Peut-être plus tard… Victor céderait à l’envie d’enfin faire sien Vince, mais l’heure était à l’apprentissage et il devait doser entre la pédagogie et la comédie. Nul humain qui était présent sur la scène ne devait se douter que le Grand Prédateur était là, même sous l’apparence d’une petite jeune femme aussi menue. Cela les aurait inutilement inquiétés… Après tout, on apprécie peu la possibilité de perdre le contrôle de son corps au profit d’un autre. L'autre problème venait du fait que Vince allait croiser un aspect de la politique vampirique qui n'allait pas lui plaire. Normal après tout pour un humaniste. Aucun n'aimait croiser un esclave, surtout quand cet esclave allait être le vôtre.
Simon Occard était la troisième génération de sa famille à servir les vampires de Toulouse. Du moins les couchants. Son grand-père, le précédent de la lignée, avait pris sa retraite de servant de chasse à 57 ans , âge vénérable pour un servant, après avoir passé des années aussi pénibles pour lui que pour Simon à tout enseigner à son successeur. Il était relativement rare que la charge saute une génération mais Papy Occard avait eu une vision désastreuse à propos de son fils et il avait refusé de lui enseigner quoique ce soit. Vision qui s'était confirmée quand son fils, alors marié, père de trois enfants et cadre dans une entreprise agro alimentaire de la région, avait eu un coup de folie pour une jeune femme de vingt ans sa cadette et avait décidé de coller une balle dans la tête de toute sa famille. Simon , alors âgé de douze ans, s'était réveillé au premier coup de fusil qui avait emporté la mâchoire de sa mère, tous ses espoirs et sa vie. C'est en voyant son père tirer sur sa sœur sans lui laisser la moindre la chance et transformer sa joyeuse ainée en une gerbe sanglante habillé d'une chemise de nuit Garfield que Simon était intervenu pour sauver sa peau et celle de son petit frère. Il fit perdre l'équilibre de son père et ramassant le fusil , tira la balle qui restait dans son menton. L'adrénaline chuta, Simon s'aperçut enfin du carnage. A peine capable de bouger, il s'était tout de même trainé jusqu'au téléphone et avait appelé son grand-Père. Puis... il était retourné dans sa chambre qu'il partageait avec son petit frère et l'avait pris contre lui, tous deux tremblant et sanglotant.

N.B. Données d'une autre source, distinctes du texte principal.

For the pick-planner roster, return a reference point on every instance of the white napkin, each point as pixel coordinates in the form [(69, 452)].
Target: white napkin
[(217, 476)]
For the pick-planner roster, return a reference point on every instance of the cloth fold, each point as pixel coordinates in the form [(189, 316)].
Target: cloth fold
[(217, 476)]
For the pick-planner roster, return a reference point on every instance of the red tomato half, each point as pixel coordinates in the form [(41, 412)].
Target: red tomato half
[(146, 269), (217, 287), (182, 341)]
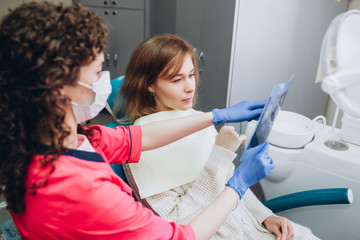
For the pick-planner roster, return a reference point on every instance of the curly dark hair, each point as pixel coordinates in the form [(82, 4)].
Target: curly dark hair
[(42, 47)]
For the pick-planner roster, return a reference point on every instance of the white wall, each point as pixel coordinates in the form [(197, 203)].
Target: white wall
[(6, 4)]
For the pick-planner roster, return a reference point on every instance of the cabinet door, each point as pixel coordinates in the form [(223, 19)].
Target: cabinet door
[(127, 31), (105, 13)]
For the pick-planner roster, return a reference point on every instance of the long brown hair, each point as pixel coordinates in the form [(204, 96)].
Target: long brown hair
[(158, 56), (42, 47)]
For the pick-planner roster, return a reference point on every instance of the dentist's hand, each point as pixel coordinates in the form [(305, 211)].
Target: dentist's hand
[(228, 138), (243, 111), (256, 165)]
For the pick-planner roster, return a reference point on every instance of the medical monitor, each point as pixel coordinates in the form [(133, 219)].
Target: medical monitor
[(268, 115)]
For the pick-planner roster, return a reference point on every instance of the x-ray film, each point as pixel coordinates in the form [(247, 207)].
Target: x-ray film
[(269, 113)]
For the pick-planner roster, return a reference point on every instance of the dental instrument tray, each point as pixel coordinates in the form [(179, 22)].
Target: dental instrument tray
[(268, 115)]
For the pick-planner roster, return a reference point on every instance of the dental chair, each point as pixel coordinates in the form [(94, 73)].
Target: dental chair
[(282, 203)]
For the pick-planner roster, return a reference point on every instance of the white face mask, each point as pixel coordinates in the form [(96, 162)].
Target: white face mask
[(102, 90)]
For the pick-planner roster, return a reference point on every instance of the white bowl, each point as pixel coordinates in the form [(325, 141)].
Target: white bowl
[(291, 130)]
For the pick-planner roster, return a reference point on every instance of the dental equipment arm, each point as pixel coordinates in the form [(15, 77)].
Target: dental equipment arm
[(310, 198)]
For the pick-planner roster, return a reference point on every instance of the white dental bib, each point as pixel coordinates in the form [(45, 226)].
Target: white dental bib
[(175, 164)]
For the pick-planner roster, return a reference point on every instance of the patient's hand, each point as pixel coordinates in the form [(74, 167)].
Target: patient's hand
[(228, 138), (280, 226)]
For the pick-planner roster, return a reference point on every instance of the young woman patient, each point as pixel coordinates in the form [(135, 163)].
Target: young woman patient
[(180, 180)]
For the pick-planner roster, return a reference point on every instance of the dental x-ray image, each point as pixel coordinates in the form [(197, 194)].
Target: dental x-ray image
[(268, 116)]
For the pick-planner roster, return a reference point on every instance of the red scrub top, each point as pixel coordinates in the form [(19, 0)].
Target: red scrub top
[(84, 199)]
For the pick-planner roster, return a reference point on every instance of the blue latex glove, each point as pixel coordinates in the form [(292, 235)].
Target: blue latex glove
[(243, 111), (256, 165)]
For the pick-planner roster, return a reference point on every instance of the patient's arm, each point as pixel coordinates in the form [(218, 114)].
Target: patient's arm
[(184, 203)]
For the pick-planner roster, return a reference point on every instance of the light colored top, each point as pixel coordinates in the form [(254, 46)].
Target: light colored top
[(175, 164), (183, 203)]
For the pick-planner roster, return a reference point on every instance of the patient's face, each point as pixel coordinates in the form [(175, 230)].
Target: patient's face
[(176, 93)]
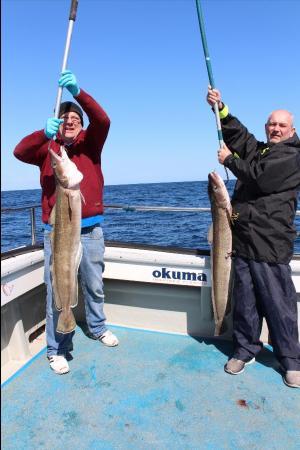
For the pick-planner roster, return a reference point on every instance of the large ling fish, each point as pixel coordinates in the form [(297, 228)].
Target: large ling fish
[(220, 238), (65, 239)]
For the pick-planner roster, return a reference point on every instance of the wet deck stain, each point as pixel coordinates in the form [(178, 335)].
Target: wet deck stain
[(179, 405), (242, 403)]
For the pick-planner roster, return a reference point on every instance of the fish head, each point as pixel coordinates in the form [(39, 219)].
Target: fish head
[(65, 170), (217, 191)]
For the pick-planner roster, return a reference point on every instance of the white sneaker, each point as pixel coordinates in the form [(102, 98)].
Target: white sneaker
[(109, 339), (59, 364)]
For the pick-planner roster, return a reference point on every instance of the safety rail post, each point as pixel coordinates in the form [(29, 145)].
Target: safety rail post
[(32, 219)]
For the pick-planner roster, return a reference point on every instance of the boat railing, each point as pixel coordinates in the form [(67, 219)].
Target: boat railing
[(127, 208)]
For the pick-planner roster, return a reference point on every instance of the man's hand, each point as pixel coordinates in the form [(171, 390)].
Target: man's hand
[(69, 81), (223, 152), (214, 96), (52, 127)]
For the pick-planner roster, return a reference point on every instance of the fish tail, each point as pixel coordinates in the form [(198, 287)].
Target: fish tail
[(66, 322)]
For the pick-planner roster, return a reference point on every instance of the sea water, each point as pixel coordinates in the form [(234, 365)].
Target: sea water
[(178, 229)]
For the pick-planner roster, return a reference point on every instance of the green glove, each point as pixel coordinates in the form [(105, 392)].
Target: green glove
[(69, 81), (52, 127)]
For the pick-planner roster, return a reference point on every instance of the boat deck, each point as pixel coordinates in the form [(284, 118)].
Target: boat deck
[(154, 391)]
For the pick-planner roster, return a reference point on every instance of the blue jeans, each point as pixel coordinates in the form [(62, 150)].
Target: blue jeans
[(265, 290), (90, 276)]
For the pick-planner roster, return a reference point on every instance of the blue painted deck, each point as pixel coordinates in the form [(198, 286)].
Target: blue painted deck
[(155, 391)]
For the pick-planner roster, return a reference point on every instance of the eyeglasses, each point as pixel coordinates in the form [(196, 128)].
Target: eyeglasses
[(72, 119)]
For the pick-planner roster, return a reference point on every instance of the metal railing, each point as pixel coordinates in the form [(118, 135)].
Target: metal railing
[(127, 208)]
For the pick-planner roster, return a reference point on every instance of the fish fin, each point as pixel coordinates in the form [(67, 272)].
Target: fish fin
[(52, 216), (66, 322), (57, 301), (210, 234), (77, 263)]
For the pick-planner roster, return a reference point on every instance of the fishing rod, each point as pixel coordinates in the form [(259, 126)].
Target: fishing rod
[(72, 18), (210, 74)]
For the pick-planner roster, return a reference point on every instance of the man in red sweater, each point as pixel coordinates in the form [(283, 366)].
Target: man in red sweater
[(84, 148)]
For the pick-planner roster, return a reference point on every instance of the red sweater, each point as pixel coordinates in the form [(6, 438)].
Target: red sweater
[(85, 152)]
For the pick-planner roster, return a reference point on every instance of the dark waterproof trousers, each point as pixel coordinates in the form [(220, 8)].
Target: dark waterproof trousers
[(265, 290)]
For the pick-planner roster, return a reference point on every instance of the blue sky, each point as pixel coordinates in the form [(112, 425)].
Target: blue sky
[(142, 60)]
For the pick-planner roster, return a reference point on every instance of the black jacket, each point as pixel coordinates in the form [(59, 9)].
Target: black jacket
[(265, 196)]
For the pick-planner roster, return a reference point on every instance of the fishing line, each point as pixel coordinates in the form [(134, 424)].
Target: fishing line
[(210, 76)]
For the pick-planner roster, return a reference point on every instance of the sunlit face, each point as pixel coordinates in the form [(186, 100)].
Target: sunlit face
[(71, 126), (279, 126)]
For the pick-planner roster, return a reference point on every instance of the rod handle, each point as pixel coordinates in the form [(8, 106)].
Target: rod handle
[(73, 10)]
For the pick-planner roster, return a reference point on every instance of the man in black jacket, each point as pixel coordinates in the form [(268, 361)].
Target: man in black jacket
[(264, 204)]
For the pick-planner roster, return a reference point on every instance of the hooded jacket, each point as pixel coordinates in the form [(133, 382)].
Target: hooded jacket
[(85, 152), (266, 192)]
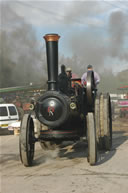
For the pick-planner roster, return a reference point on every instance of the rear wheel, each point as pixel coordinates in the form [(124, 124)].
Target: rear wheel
[(26, 140), (92, 145)]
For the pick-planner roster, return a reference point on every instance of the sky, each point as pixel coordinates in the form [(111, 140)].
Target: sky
[(96, 31)]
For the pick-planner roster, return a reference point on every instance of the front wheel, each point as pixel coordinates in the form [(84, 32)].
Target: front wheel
[(26, 140)]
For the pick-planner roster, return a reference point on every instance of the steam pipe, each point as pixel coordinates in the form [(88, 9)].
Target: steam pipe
[(52, 59)]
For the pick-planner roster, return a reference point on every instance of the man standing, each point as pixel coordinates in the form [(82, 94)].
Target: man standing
[(84, 76)]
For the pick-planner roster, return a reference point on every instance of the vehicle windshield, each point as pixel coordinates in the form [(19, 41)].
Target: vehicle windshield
[(12, 110), (3, 111)]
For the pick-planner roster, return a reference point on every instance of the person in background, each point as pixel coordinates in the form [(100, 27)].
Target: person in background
[(84, 76)]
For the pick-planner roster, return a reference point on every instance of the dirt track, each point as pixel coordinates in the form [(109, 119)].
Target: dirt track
[(66, 170)]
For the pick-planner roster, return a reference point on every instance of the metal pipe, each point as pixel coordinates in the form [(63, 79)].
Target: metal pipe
[(52, 59)]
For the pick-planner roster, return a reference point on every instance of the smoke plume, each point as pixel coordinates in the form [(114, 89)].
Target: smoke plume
[(21, 59)]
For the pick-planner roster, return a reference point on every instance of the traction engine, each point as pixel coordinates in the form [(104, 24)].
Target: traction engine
[(79, 113)]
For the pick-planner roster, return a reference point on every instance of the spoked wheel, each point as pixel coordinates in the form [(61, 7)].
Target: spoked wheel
[(26, 140), (92, 145), (48, 145), (106, 121), (90, 87)]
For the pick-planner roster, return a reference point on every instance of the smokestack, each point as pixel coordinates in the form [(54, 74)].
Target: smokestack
[(52, 59)]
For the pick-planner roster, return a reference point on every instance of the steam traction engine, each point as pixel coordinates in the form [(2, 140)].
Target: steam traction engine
[(79, 113)]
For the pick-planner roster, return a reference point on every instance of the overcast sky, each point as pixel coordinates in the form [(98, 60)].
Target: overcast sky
[(97, 31)]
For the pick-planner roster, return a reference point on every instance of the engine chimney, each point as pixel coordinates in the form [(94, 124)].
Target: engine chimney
[(52, 59)]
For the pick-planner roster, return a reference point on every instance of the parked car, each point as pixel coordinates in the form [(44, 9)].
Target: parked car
[(8, 115)]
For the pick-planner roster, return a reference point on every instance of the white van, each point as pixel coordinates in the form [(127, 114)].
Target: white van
[(8, 114)]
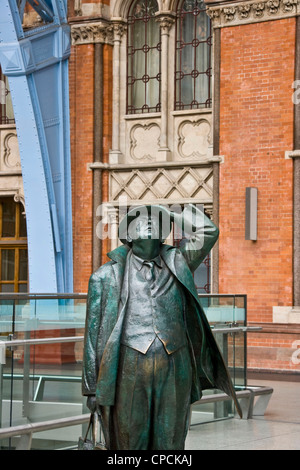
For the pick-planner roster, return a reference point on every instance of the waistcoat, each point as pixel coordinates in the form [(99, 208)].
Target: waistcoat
[(155, 307)]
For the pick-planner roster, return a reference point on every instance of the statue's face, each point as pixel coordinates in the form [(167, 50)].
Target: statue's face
[(144, 228)]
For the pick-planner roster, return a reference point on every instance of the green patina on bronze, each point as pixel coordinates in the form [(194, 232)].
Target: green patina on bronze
[(144, 406)]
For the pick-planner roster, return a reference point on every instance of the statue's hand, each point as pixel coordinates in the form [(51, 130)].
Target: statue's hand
[(91, 403)]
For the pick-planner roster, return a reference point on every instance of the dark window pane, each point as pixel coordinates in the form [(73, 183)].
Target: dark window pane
[(23, 266), (23, 228), (143, 58), (7, 265), (7, 288), (8, 218), (23, 288), (193, 56)]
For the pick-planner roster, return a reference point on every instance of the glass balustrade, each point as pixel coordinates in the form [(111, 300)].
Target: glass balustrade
[(40, 373)]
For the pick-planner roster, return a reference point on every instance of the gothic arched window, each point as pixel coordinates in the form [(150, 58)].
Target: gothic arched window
[(143, 58), (193, 56)]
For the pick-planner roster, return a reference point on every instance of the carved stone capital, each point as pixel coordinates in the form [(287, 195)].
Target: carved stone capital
[(119, 28), (91, 33), (166, 21), (223, 15)]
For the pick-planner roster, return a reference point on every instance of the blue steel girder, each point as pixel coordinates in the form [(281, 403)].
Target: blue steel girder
[(36, 64)]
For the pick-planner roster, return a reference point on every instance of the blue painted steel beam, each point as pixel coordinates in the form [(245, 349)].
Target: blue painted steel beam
[(36, 64)]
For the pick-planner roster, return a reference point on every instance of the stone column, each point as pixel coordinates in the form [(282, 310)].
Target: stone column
[(98, 148), (166, 22), (115, 155), (113, 221)]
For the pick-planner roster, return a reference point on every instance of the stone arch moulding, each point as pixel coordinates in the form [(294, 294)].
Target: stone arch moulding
[(120, 8)]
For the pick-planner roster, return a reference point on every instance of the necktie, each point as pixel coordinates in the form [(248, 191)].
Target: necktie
[(150, 270)]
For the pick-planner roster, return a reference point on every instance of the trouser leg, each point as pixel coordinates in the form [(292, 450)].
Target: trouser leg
[(171, 400)]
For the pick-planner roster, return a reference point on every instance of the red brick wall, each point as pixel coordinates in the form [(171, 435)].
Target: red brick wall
[(82, 142), (256, 116), (82, 134)]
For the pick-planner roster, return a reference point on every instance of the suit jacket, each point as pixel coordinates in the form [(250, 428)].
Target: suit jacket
[(106, 310)]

Étant officier de police depuis de longues années, Papy Occard savait pertinemment comment finiraient ses deux petits fils. Le second oscillerait de familles d'accueil en familles d'accueil, solitaire et le premier en centre psychiatrique jusqu'à ses dix-huit ans. Aucune chance de retrouver une vie normale. Il maquilla la scène pour que ses collègues y voient ce qu'il voulait bien : la fille ainée avait fait une fugue et s'en était ensuivi une dispute entre les deux parents morts d'inquiétude. Une insulte avait fait mouche. Le père, au comble de la rage avait sorti le fusil et tiré avant de retourner l'arme contre lui, à cause de la culpabilité. Fin de l'histoire. Oh, bien sur, c'était dommage pour Lucie, dont on ne connaitrait jamais le sort et qui n'aurait droit en terme de sépulture qu'à un trou dans le jardin, mais il restait deux petits vivants et pour Papy, c'était le plus important.
On parla très peu de ce fait-divers sordide. Les trois survivants de la famille décourageaient la curiosité par le silence et même les pédopsychiatres ne purent leur faire rendre leur trop-plein de douleur. On oublia. Julien, le plus jeune fut un élève modèle et apprécié de tous. Simon... Fut plus taciturne mais ne créa de souci à personne, même quand il s'endormait en plein milieu du réfectoire, la tête à coté de son assiette. Il faut dire que Simon continua à protéger son frère de la seule manière qui lui restait. Il devint l'héritier d'une lignée d'esclaves. En parallèle du collège et plus tard du lycée, son grand-Père lui donna d'autres cours et l'entraina pour être un servant de chasse. Julien, encore maintenant, n'en savait rien, s'étonna que son frère lâche l'école après le bac pour rentrer dans la police. Mais c'était la voie qu'il s'était choisi et qu'on lui avait choisie. De ce fait, son « Maître » lui avait facilité la tâche. Le hasard des affectations le laissa toujours à Toulouse ou sa proche banlieue et le concours interne qui le fit passer inspecteur fut étonnamment facile. N'eut été ses missions, Simon aurait passé une vie tranquille. Il était marié et son fils venait d'entamer son dixième mois. La perspective de devoir en faire le prochain Occard Servant de la Cour de Toulouse le terrifiait.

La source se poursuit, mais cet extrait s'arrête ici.